What is mild COVID-19 anyway?

What is mild COVID-19 anyway?
CHEK
Public health officials have repeatedly stressed that Omicron is milder than previous COVID-19 variants of late. So what exactly is mild COVID? (Photo credit: Andrea Piacquadio/Pexels)

In the days and weeks since Omicron was identified, British Columbia’s top doctor and other public health experts have stated repeatedly that this variant is milder than previous strains.

“We know now with this strain that even if you are fully vaccinated, you can get infected but it is a milder illness for most of those people,” said Dr. Bonnie Henry, the provincial health officer, during a press conference on Dec. 17.

The term mild or milder has been used frequently by public health experts, medical doctors in the media and in general communication when referring to the new variant, without much explanation about what that actually means.

So what exactly is mild COVID anyway?

When asked what Dr. Bonnie Henry’s definition of mild COVID was, a spokesperson for the Ministry of Health referred CHEK News to the BCCDC’s page on COVID-19 symptoms — a page that does not specifically lay out what mild COVID is.

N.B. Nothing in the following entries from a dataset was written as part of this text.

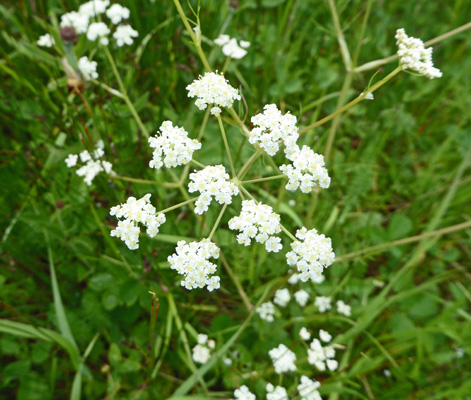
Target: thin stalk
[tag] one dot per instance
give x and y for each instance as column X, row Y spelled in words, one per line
column 386, row 60
column 352, row 103
column 144, row 181
column 226, row 145
column 184, row 203
column 124, row 93
column 218, row 220
column 269, row 178
column 192, row 35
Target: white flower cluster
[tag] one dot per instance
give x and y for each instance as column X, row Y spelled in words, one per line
column 301, row 297
column 212, row 89
column 93, row 163
column 243, row 393
column 191, row 260
column 320, row 356
column 311, row 253
column 282, row 297
column 323, row 303
column 135, row 212
column 283, row 359
column 81, row 21
column 202, row 351
column 343, row 308
column 308, row 389
column 212, row 181
column 276, row 393
column 307, row 170
column 172, row 147
column 414, row 56
column 259, row 222
column 87, row 68
column 271, row 126
column 46, row 40
column 231, row 48
column 266, row 311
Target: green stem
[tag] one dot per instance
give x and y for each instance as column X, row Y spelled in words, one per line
column 192, row 35
column 226, row 145
column 178, row 205
column 218, row 220
column 352, row 103
column 269, row 178
column 124, row 93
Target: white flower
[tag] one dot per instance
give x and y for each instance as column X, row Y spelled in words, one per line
column 270, row 127
column 266, row 311
column 98, row 30
column 191, row 261
column 276, row 393
column 343, row 308
column 201, row 354
column 414, row 56
column 293, row 279
column 216, row 111
column 323, row 303
column 283, row 359
column 308, row 389
column 46, row 40
column 259, row 222
column 212, row 181
column 325, row 336
column 304, row 334
column 71, row 160
column 87, row 68
column 75, row 20
column 134, row 212
column 282, row 297
column 243, row 393
column 321, row 357
column 212, row 89
column 124, row 35
column 311, row 253
column 307, row 170
column 172, row 147
column 116, row 13
column 93, row 8
column 301, row 297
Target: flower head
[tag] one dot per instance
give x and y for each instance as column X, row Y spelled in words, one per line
column 259, row 222
column 87, row 68
column 172, row 147
column 307, row 170
column 124, row 35
column 212, row 181
column 311, row 253
column 46, row 40
column 283, row 359
column 192, row 261
column 98, row 30
column 134, row 212
column 414, row 56
column 270, row 127
column 212, row 89
column 116, row 13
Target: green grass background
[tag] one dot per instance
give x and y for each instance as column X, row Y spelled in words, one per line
column 399, row 168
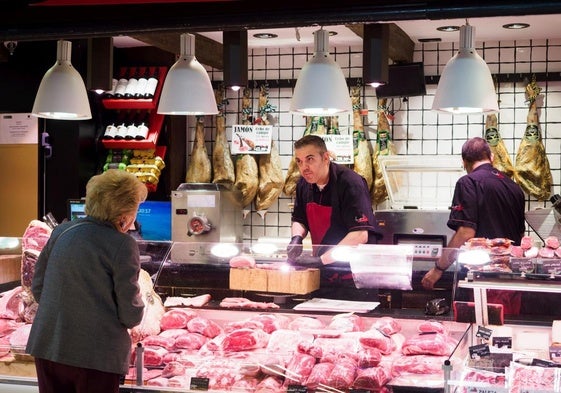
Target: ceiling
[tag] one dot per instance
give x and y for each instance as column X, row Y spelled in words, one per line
column 293, row 21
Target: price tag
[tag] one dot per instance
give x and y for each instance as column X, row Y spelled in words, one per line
column 483, row 332
column 552, row 266
column 297, row 389
column 522, row 265
column 500, row 342
column 479, row 351
column 486, row 389
column 198, row 383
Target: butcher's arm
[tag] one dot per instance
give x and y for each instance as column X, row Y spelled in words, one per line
column 462, row 235
column 298, row 229
column 351, row 239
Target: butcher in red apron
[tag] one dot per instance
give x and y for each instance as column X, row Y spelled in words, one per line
column 332, row 204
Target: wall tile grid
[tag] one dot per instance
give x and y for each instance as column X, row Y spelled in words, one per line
column 415, row 129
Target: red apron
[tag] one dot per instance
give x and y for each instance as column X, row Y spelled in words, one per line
column 319, row 221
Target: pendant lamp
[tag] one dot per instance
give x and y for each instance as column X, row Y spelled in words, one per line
column 321, row 88
column 466, row 85
column 187, row 88
column 62, row 93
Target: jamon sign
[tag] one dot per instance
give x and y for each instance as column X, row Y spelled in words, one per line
column 251, row 139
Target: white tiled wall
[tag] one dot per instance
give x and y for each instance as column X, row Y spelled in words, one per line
column 416, row 130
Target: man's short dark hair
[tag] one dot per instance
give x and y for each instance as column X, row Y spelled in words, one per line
column 476, row 149
column 313, row 140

However, Dr. Panagis Galiatsatos, an assistant professor at the Johns Hopkins School of Medicine, said the definition of mild COVID-19 from a medical perspective is fairly straightforward.

“Mild from a medical standpoint, it just means you weren’t hospitalized. It does not mean this virus won’t keep you bed-bound for days,” he told CHEK News. “So, mild from a medical standpoint means whether we have to send you to the hospital or not.”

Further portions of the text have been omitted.